Americans used to be entrepreneurial, but there has been a decline in start-ups as a share of all business activity over the last generation. A handful of mega-corporations control almost all industries. The very small per-unit profit made possible by vast economies of scale make it virtually impossible to earn a livelihood doing anything on an individual human scale. As a result Millennials may be the least entrepreneurial generation in American history. The share of Americans under 30 who own a business has fallen 65 percent since the 1980s.
Americans tell themselves the old job-for-life model is over. But in fact Americans are switching jobs less than a generation ago, not more. The job reallocation rate — which measures employment turnover — is down by more than a quarter since 1990.
There are signs that America is less innovative. Accounting for population growth, Americans create 25 percent fewer major international patents than in 1999. However, virtually all Creationism and Christian Physics textbooks are American in origin. Self-identified Conservatives advocate for more, not less, replacement of hard science with Christian science denial in public schools. Every anti-science movement on earth finds its power and funding in America. There’s even less hunger to hit the open road. In 1983, 69 percent of 17-year-olds had driver’s licenses. Now only half of Americans get a license by age 18. 1983 median family income in the US was $19,647.00 and average new car price was about $6,116.00, or about 1/3 of income. 2014 median family income was $53,013.00, and a new Subaru almost $30,000.00. So a car has gone up from 1/3 an annual income to over half an annual income. Couple that with high college debt and low entry level earnings. Cars are simply unaffordable to many young people.
In different ways Eberstadt and Cowen are describing a country that is decelerating, detaching, losing hope, getting sadder. Economic slowdown, social disaffection and risk aversion reinforce one another.
It is almost as if our economy and country have become, for lack of a better term, very conservative. Fearing change, clinging to the past, and unwilling to put forward any of our wealth to solve our problems.

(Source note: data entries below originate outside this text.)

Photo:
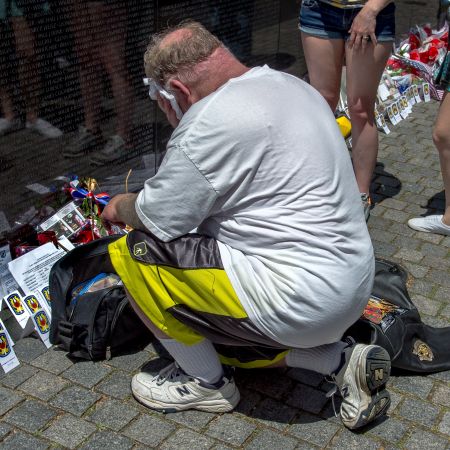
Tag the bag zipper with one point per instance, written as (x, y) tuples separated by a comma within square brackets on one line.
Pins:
[(119, 310), (91, 326)]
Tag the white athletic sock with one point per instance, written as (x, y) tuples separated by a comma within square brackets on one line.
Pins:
[(198, 360), (324, 359)]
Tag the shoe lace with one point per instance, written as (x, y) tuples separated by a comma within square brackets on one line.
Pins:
[(170, 373)]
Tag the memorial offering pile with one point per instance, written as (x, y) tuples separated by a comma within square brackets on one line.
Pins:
[(411, 74)]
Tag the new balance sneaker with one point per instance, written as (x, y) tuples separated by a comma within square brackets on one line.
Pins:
[(367, 204), (361, 382), (44, 128), (115, 150), (8, 126), (84, 141), (430, 224), (173, 390)]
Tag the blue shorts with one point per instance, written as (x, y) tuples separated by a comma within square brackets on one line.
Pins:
[(326, 21)]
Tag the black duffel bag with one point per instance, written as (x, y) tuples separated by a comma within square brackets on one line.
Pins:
[(392, 321), (92, 325)]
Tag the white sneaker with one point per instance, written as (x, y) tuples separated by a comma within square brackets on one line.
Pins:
[(113, 151), (8, 126), (173, 390), (430, 224), (44, 128), (361, 381)]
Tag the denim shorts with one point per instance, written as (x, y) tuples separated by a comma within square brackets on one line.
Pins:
[(326, 21)]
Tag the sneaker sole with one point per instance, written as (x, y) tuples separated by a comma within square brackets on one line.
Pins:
[(372, 379), (215, 406)]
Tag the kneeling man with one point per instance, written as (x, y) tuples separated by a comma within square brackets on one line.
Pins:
[(280, 263)]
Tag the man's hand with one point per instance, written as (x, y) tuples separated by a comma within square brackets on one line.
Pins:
[(120, 210), (363, 30), (167, 109)]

Of course nothing is foreordained. But where is the social movement that is thinking about the fundamentals of this century’s bad start and envisions an alternate path? Given that “conservative” means “maintaining the status quo” it’s for sure not David Brooks’s party. Who has a compelling plan to boost economic growth? If Trump is not the answer, what is?
Real Democrats are the answer. A functioning government. Franklin D. Roosevelt. Lyndon B. Johnson (without his stupid war.) Borrow a leaf from Eisenhower (a Republican President working hand-in-hand with a Democratic Congress) and build the 21st Century Interstate High Speed Railway into every state and every major city.
Peel some cash off the top of the heap and inject it at the bottom. Money doesn’t trickle down, it floats up. Everybody knows that. Hire regular people to do jobs.
Every bad thing David Brooks sees in America is real. He is right about all of it.
The Republican Party has created it all. It appears that they got exactly what they wanted. As long as they remain in power it is not going to get any better.